On mindset over demographics.
Demographics is still an input. Mindset, or passion, or however you want to frame it is a more useful guide to where you need to show up. Marketing is the business of persuasion. Find people primed to receive the message because it resonates with their passions. Higher return for the brand-equity money.
Democratise AI first, then agentify the work for clients
On the discipline.
First, AI is available and democratised to everyone in the business. The negative press around AI talks about robots and job loss, so it's crucial everyone sees AI as an enabler rather than a replacement or a job killer. We made sure everyone can safely and securely access AI on multiple levels across every capability. They can hack their own workflows, improve processes, save time on internal admin. Democratising it takes away the anxiety because everyone is comfortable with the kit.
We've been doing that for two and a half to three years. Everyone in the business can also build their own agents (small or scalable). Second, agentification of key parts of our own process for client benefit.
On the Brand Asset Valuator worked example.
Brand Asset Valuator is WPP's oldest and most preeminent brand survey, around 33,000 brands. Before agentic technology it was a hand-crank thing. You went, found the data, pulled it out, hunted down the golden nuggets. A brilliant tool, but slow.
We put the data into a safe, secure language model and trained an AI to replicate the questions our strategists ask and find the answers manually. Now those questions can be derived in hours rather than days or weeks. The human is still driving the machine and validating the output. A different conversation.
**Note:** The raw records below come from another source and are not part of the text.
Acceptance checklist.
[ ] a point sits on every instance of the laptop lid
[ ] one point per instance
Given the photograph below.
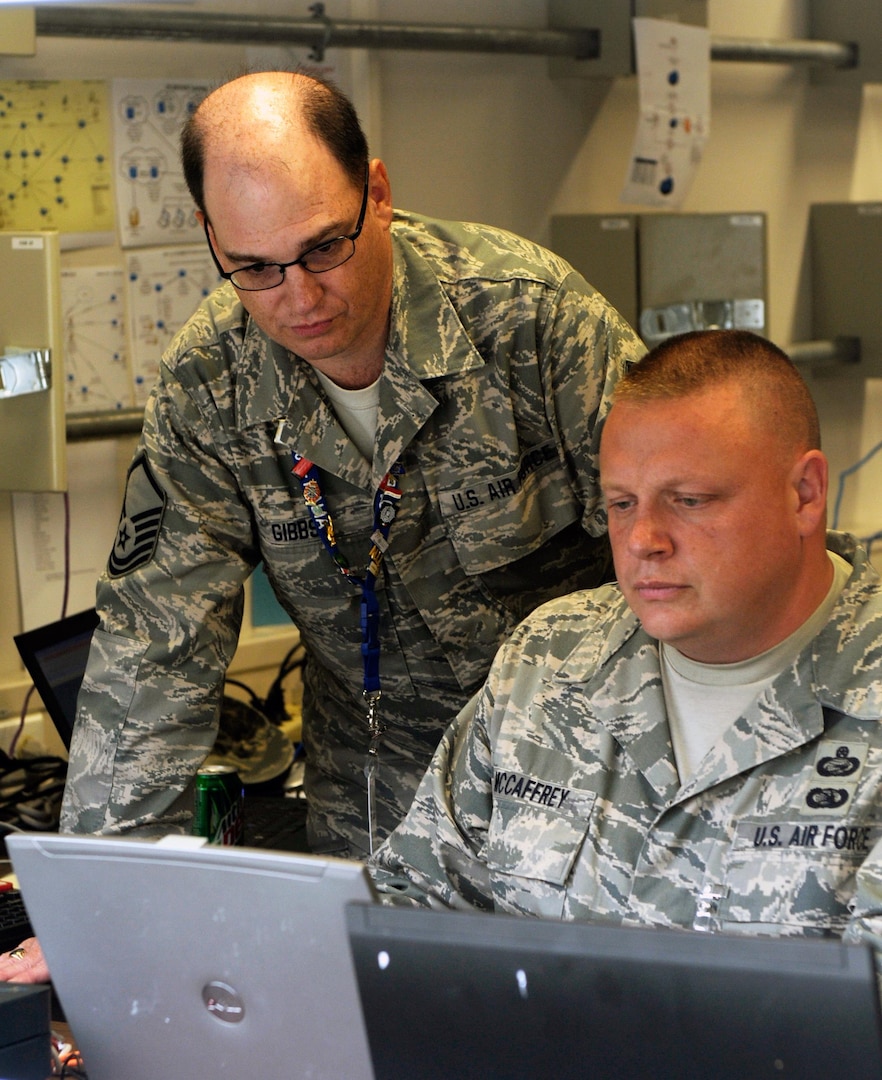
(506, 997)
(55, 657)
(175, 958)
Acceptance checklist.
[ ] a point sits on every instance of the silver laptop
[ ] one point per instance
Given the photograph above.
(175, 958)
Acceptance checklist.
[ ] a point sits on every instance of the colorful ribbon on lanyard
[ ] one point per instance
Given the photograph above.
(385, 505)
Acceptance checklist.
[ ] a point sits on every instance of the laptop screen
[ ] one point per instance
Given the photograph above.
(55, 658)
(462, 994)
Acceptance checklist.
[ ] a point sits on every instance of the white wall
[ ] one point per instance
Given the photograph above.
(496, 138)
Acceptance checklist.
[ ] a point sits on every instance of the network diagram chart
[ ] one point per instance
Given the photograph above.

Measurement and analytics is the next frontier
On where AI matters most.
The really interesting area is how quickly we can derive insights about how effective marketing is being, where it's being effective, and how to move budget from channel to channel strategically. Beyond ROAS or ROI: how to enable clients to make on-the-fly decisions with confidence about the outcome of moving budget.
On creative.
I've yet to see evidence that an AI can produce a Cannes-winning idea. The creatives who see media as a signals and data lab that enriches their thinking around what resonates with different audiences (and how to iterate an idea or evolve a campaign across touchpoints) are the ones who'll succeed.
Empathy as the leadership superpower, and the warning about junior talent
On the leadership principle.
Empathy is essential. Easy to see people's anxiety; harder to put yourself in their shoes and help them work through it. Sometimes change is seismic and they're right; sometimes it feels seismic but isn't. Empathy helps people understand what the change really means for them.
Leaders struggle to understand what transformation means at team level. The big-picture transformation can look small from the inside: can I still sit with my mates? Will I be able to use the kit? What does this mean for my career path? Empathy helps you work out what to say at macro level and at micro level.
On the warning.
AI capability requires experience and a really good grasp of heuristics: understanding what looks right before you put it together. If we get rid of the less-experienced generation because AI replaces them, who are going to be the next generation of experts? Who's going to understand whether the output from an AI or an agent is even vaguely valid? If we don't nurture that group, we're voting for our own downfall.
The question for the board
If the discipline now is understanding the problem better than anyone else, what share of our work goes into problem discovery versus executing fast answers?